Después, y sin moverse de aquel lugar, generó el disco de datos con las sagradas escrituras. Átomo a átomo, y con la mismísima arena Lunar, dio forma al circulo perfecto que contenía todo su conocimiento. Restringió datos para que únicamente él pudiera leer, e introdujo obligaciones para sus futuros seguidores.

Entonces viajó al futuro, a los albores del duodécimo milenio, y enterró en los restos del planeta Tierra el disco. Se preocupó de que la ubicación estuviera protegida, y de que solo se encontraría el disco en el momento preciso. Por último recorrió el flujo del tiempo hacia el octavo milenio, dejando pistas aquí y allá, para que la recién creada organización de los Garantes del Espacio-Tiempo pudiera encontrar el disco que les guiaría hasta el previsto 23151.

Por último, y sabiéndose con la misión cumplida, regresó a su hogar. Ya había vivido demasiado en unos pocos días, y necesitaba continuar con una vida relativamente tranquila.

Volvió a sentarse en su sofá, cerró los ojos y se concentró en volver a ocultar los canales de luz de su cuerpo, para siempre.

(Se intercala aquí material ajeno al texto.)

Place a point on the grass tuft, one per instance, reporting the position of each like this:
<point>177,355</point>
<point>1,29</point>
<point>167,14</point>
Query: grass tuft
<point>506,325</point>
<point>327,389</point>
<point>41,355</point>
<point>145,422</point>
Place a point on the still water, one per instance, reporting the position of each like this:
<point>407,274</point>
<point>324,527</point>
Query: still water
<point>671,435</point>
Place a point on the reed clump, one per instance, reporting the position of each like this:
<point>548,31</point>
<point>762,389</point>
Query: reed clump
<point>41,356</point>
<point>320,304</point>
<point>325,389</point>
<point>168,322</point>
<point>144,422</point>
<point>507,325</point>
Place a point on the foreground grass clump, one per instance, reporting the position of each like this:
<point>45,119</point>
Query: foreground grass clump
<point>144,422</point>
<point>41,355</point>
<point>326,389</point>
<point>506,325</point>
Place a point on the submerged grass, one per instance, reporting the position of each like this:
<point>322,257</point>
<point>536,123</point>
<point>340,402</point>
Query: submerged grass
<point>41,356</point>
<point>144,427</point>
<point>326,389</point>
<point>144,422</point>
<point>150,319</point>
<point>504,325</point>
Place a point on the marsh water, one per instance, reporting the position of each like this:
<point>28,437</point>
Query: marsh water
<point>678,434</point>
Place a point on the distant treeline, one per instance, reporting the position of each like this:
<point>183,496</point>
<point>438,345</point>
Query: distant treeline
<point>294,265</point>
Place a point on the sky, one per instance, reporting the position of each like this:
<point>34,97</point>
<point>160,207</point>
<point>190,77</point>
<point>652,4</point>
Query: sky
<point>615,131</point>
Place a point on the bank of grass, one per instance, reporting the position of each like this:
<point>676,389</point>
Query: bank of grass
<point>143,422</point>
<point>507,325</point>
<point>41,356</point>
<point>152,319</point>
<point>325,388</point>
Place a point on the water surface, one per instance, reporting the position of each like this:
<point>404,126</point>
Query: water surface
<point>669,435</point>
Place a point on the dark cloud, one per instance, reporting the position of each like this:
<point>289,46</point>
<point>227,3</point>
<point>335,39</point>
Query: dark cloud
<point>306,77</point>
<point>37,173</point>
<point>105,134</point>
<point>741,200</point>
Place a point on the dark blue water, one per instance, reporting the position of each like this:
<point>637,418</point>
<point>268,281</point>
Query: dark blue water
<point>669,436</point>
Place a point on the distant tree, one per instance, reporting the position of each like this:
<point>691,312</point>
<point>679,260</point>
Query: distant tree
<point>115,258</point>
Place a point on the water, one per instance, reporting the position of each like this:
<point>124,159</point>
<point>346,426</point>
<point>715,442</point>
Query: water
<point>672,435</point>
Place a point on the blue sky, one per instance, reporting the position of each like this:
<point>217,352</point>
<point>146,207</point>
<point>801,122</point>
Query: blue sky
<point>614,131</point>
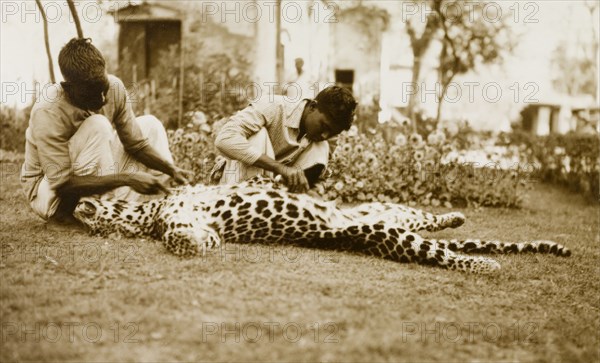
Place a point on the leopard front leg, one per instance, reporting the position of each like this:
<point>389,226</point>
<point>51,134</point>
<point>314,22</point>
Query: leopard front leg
<point>190,240</point>
<point>398,244</point>
<point>183,234</point>
<point>408,218</point>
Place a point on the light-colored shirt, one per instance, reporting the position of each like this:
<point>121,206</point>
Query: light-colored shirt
<point>281,118</point>
<point>54,121</point>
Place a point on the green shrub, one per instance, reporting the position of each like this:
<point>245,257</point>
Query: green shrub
<point>572,160</point>
<point>14,123</point>
<point>413,170</point>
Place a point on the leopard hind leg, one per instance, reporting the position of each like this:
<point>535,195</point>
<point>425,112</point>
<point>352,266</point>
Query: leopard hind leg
<point>407,217</point>
<point>397,244</point>
<point>498,247</point>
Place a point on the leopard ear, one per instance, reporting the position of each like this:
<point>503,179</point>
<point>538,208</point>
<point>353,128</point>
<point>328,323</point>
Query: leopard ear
<point>86,207</point>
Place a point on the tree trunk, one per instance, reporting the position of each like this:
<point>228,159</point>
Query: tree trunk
<point>75,18</point>
<point>412,100</point>
<point>47,41</point>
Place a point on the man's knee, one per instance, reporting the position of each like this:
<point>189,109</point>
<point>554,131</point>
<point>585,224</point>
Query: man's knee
<point>149,124</point>
<point>97,125</point>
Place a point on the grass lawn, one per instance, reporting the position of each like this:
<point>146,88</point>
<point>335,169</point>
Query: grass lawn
<point>68,296</point>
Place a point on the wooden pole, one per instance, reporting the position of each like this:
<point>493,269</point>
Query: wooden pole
<point>181,80</point>
<point>47,41</point>
<point>75,18</point>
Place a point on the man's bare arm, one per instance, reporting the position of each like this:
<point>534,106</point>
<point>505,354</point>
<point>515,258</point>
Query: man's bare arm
<point>81,186</point>
<point>150,158</point>
<point>294,177</point>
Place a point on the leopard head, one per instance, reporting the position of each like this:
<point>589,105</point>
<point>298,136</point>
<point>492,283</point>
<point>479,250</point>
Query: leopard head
<point>105,216</point>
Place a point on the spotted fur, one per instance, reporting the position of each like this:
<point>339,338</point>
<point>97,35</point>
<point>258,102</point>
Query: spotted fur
<point>195,219</point>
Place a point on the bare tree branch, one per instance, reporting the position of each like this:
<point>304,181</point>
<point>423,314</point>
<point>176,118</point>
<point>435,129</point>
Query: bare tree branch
<point>47,41</point>
<point>75,18</point>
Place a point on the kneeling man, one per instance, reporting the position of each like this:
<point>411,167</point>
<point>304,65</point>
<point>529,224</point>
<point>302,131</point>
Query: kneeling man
<point>286,138</point>
<point>83,139</point>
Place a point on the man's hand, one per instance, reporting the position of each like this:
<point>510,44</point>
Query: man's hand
<point>295,179</point>
<point>145,183</point>
<point>181,176</point>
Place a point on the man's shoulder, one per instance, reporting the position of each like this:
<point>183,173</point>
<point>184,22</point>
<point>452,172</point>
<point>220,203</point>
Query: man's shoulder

Entonces ante el, y sin invitación previa, aparecieron Ïorgs, Älig y Ëlg, que se postraron ante él. Óscar notó que Ïorgs había tomado la presidencia del grupo, y que se había convertido en el más alto de los tres.

—Te pedimos disculpas por nuestra actuación anterior —dijo Älig con sumisión.

—Ïorgs nos ha explicado lo ocurrido y sentimos mucho nuestro ataque —continuó Ëlg.

Óscar los miró a los tres, como un padre haría con sus chiquillos cuando estos se sienten mal por haber hecho una travesura sin importancia, aunque los separaban más veinte milenios de evolución.

—Obrasteis como debíais y todo ha ocurrido según lo escrito, no debéis sentir desasosiego.

Los tres se levantaron con alivio y segundos después desaparecieron dejando a Óscar en su sofá, solo, esperando que a partir de aquel momento su vida fuese más sencilla.